Algum tempo depois, Madame Pomfrey apareceu trazendo mais suco de abóbora para mim e anunciando uma visita para Logan. Era Becky. A moça entrou apressada na sala, com suas vestes da Corvinal e um livro grosso nas mãos. Arregalou os olhos ao me ver sentada na cama, mas logo se recompôs e gritou:

– VOCÊ! Você quase o matou!

A cada palavra gritada por ela, minha cabeça fincava. Respondi o mais alto que consegui.

– Eu? A culpa foi toda sua, sua peste!

– Calem a boca vocês duas! - Logan disse com voz grave. - Isso aconteceu por causa dessa briguinha ridícula entre vocês, e eu já estou de saco cheio disso!

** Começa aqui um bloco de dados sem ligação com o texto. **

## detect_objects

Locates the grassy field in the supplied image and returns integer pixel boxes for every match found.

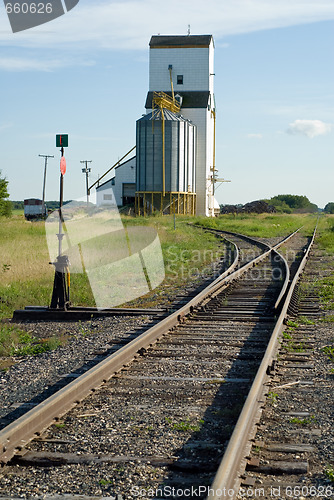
[0,213,334,362]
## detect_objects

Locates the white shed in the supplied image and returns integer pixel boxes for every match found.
[96,156,136,207]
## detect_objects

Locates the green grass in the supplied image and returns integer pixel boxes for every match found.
[0,212,334,360]
[0,323,62,356]
[195,214,317,238]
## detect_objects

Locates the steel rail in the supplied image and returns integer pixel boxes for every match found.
[0,233,294,463]
[207,226,317,500]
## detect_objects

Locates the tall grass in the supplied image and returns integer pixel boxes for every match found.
[194,214,317,238]
[0,214,334,319]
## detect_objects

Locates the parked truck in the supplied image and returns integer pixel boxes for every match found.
[24,198,48,220]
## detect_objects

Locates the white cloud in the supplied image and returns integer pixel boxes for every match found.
[247,134,263,139]
[287,120,333,139]
[0,57,95,72]
[0,0,334,50]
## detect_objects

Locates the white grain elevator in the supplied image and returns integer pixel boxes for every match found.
[136,35,216,216]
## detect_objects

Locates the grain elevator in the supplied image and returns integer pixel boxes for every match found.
[136,35,216,216]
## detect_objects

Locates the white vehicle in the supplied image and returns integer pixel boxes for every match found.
[24,198,48,220]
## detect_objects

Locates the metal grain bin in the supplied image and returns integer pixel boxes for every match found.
[136,109,196,193]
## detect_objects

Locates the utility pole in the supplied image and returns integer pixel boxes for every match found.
[38,155,54,215]
[80,160,92,207]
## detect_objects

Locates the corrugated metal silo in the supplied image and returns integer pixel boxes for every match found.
[136,108,196,212]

– Que gritaria é essa aqui? - Era a voz de Madame Pomfrey, que saiu apressada de seu quartinho ao lado da ala hospitalar e veio até nós com uma carranca. - Isso é um hospital, não a casa da mãe-Joana! Senhorita Brooks, pra fora!

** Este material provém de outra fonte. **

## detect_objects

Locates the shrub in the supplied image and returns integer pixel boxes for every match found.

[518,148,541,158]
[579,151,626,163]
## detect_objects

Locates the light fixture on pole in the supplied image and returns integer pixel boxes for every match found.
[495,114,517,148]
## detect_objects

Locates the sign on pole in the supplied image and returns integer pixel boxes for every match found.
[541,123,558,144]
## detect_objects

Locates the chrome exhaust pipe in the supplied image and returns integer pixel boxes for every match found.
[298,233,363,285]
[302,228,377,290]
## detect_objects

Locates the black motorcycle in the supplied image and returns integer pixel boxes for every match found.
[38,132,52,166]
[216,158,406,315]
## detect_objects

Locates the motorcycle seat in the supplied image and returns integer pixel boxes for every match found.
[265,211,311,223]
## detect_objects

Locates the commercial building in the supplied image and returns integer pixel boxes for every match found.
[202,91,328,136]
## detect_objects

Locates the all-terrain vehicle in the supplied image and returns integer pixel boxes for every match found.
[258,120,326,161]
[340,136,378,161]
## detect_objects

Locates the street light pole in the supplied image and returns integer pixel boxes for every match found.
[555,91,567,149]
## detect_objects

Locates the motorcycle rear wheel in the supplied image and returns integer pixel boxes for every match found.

– O quê?! Eu acabei de chegar!

– Não quero saber! Eu disse PRA FORA!

Becky lançou mais um olhar furioso em minha direção antes de sair, com lágrimas nos olhos.

– E vocês dois - a Madame agora voltava-se para Logan e eu, - nem mais um pio.

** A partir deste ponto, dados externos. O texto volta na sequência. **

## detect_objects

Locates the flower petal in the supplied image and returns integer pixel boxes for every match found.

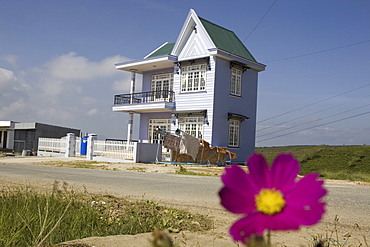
[229,213,266,243]
[284,173,327,207]
[268,202,325,230]
[271,154,299,193]
[221,164,250,189]
[266,209,300,231]
[218,187,256,214]
[247,153,270,189]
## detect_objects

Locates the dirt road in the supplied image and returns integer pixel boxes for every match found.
[0,157,370,247]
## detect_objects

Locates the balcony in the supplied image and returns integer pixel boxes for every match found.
[112,90,175,113]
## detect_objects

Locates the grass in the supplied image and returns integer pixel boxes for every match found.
[255,145,370,182]
[0,183,212,247]
[38,160,108,170]
[175,165,214,176]
[309,216,369,247]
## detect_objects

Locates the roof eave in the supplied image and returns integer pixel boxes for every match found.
[115,55,177,74]
[208,48,266,72]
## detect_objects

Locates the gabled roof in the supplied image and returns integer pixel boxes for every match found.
[145,43,175,58]
[145,10,257,62]
[199,17,257,62]
[128,9,266,73]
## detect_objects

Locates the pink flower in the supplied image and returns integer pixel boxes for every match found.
[219,154,327,242]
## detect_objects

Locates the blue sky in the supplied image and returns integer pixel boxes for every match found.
[0,0,370,146]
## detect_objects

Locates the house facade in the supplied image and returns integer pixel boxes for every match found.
[0,121,81,153]
[112,10,265,161]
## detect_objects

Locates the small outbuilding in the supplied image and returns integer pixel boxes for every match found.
[0,121,81,153]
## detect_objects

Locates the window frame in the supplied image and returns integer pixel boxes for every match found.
[178,116,204,139]
[180,63,207,93]
[230,67,243,97]
[228,118,241,148]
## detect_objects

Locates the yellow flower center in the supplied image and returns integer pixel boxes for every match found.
[256,189,285,215]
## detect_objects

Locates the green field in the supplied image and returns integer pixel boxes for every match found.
[255,145,370,182]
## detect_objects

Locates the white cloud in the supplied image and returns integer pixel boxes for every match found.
[0,99,27,120]
[45,52,127,81]
[1,55,18,67]
[86,108,98,116]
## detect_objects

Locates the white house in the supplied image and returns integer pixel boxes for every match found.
[112,10,265,161]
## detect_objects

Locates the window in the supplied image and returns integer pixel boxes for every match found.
[231,68,243,96]
[152,73,173,101]
[148,118,171,143]
[229,119,240,147]
[179,117,204,138]
[181,64,207,92]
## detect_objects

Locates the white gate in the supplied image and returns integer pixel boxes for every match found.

Dito isso, ela saiu da sala. Logan mais uma vez passava a mão pelo cabelo.

– Eu juro que não sei o que você viu nela - falei num cochicho.

Ele bufou. Depois suspirou, antes de responder.

– Nós crescemos juntos, no Acampamento Meio-Sangue. E ela sempre foi linda e inteligente. Era a única garota com quem eu conseguia conversar na adolescência.

Tive vontade de pular da cama e socar a cara dele.

– E?

– E o quê?

– Só isso?

Logan bufou mais uma vez. – Eu não quero falar sobre isso, Cice.

– EU DISSE - era a voz de Madame Pomfrey mais uma vez - NEM UM PIO!

.

Logan e eu não falamos muito nas horas seguintes, e acabei cochilando. Acordei com a Madame retirando as embalagens vazias da mesinha ao lado da cama. Ela franziu as sobrancelhas e disse, ao me ver desperta:

– Tem visita pra você, senhorita. Mas fique sabendo que se vocês elevarem a voz um pouquinho que seja…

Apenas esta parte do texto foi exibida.